• Rodrigo Passolargo

"A Filha do Palhaço" e "Vicenta B": Quem Me Chamou Não Me Conhece"

Texto por Rodrigo Passolargo

32º Cine Ceará larga com dois longas da Mostra Competitiva que falam muito sobre os efeitos da falta que deixamos no outro e em si. Filme de abertura do festival, estreia o esperado cearense A Filha do Palhaço, que conta a história da menina Joana que vai passar alguns dias na casa do distante pai Renato, que se considera um ex-ator e trabalha como humorista nas noites fortalezenses.


Na noite seguinte do festival, é a vez do vencedor do Prêmio Egeda Platino Industria (WIP Latam) no Festival de San Sebastián 2021. Vicenta B. narra o drama de Vicenta Bravo, uma mulher cubana que ganha a vida com seu dom de ler cartas e encara a partida de seu filho Carlito para outro país.

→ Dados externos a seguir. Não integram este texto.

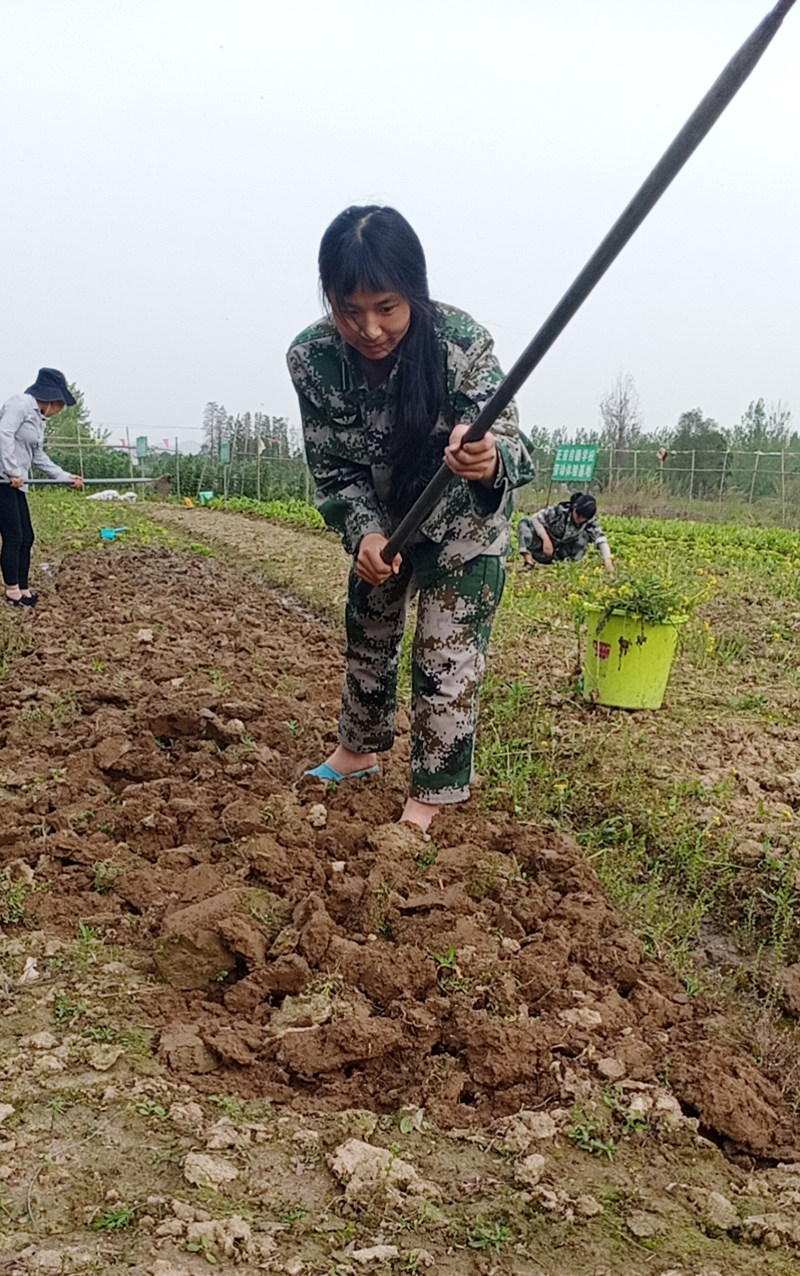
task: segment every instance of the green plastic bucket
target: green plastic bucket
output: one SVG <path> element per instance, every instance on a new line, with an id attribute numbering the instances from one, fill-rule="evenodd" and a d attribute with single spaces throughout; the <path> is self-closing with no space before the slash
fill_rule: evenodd
<path id="1" fill-rule="evenodd" d="M 198 496 L 200 497 L 201 505 L 208 505 L 208 502 L 214 499 L 213 492 L 198 492 Z"/>
<path id="2" fill-rule="evenodd" d="M 600 628 L 602 611 L 589 608 L 583 662 L 586 700 L 617 709 L 660 709 L 667 689 L 678 628 L 685 618 L 663 625 L 612 612 Z"/>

O primeiro filme é dirigido pelo cearense Pedro Diógenes (Inferninho, Pajeú), que demonstra uma maturidade na direção apostando nas declarações passionais de seus personagens numa coesa interação com os elementos de uma atual Fortaleza imersa no noventismo. A Joana (vivida pela atriz Lis Sutter) é essencial para que momentos de exposição se tornem emoção. A imaturidade de Joana é a fagulha de esperança para um imprudente pai.

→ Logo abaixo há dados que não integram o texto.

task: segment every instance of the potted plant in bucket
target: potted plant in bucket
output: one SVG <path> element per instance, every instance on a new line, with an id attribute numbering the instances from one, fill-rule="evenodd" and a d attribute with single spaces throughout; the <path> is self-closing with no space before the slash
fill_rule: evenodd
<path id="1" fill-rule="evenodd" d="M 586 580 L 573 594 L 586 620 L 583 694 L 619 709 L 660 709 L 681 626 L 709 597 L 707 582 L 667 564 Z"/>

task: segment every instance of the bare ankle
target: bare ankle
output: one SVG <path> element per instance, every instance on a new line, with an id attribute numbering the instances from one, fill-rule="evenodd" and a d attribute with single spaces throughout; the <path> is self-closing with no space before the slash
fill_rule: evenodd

O segundo filme é assinado pelo cubano Carlos Lechuga (Melaza, Santa & Andrés), que através da atuação gloriosa de Linnett Hernandez Valdes eleva qualquer recorte. Se Lechuga encara o silêncio do corpo de Vicenta como um reflexo do grito de sua alma, as imagens oníricas do trabalho fotográfico de Denise Guerra descola o incomum para o lugar comum. O sacro é real e conversam diante de uma mãe madura que precisa suprir as decorrências da omissão.


É nítida a relação da maternidade e paternidade apresentadas, mas diferentes são as vias que a ausência toma. Enquanto o humorista Renato toma a decisão de abandonar a filha no início do seu nascimento para viver um amor bloqueado, Vicenta não tem escolha a não ser presenciar a viagem do filho que busca uma nova vida. Vicenta entra em contato com a ancestralidade para entender suas decisões e sentimentos num casarão repleto de símbolos de seus ofícios e crenças. Assim como o palhaço Renato, com seu quarto desorganizado de adereços e maquiagens, mas num pequeno apartamento na Praia do Futuro lidando com o ressignificado do presente.


Ambos depositam em suas profissões o escape do que os aprisionam na tentativa de fugir dos efeitos da ausência. Renato prossegue - agora na presença da filha - travestida de Silvanelly com o objetivo de arrancar sorrisos para aliviar o passado. Vicenta, que carrega consequências coloniais de uma sociedade preconceituosa que abreviava os nomes das santeiras cubanas, longe do filho já não consegue exercer seus ofícios para arrancar o futuro.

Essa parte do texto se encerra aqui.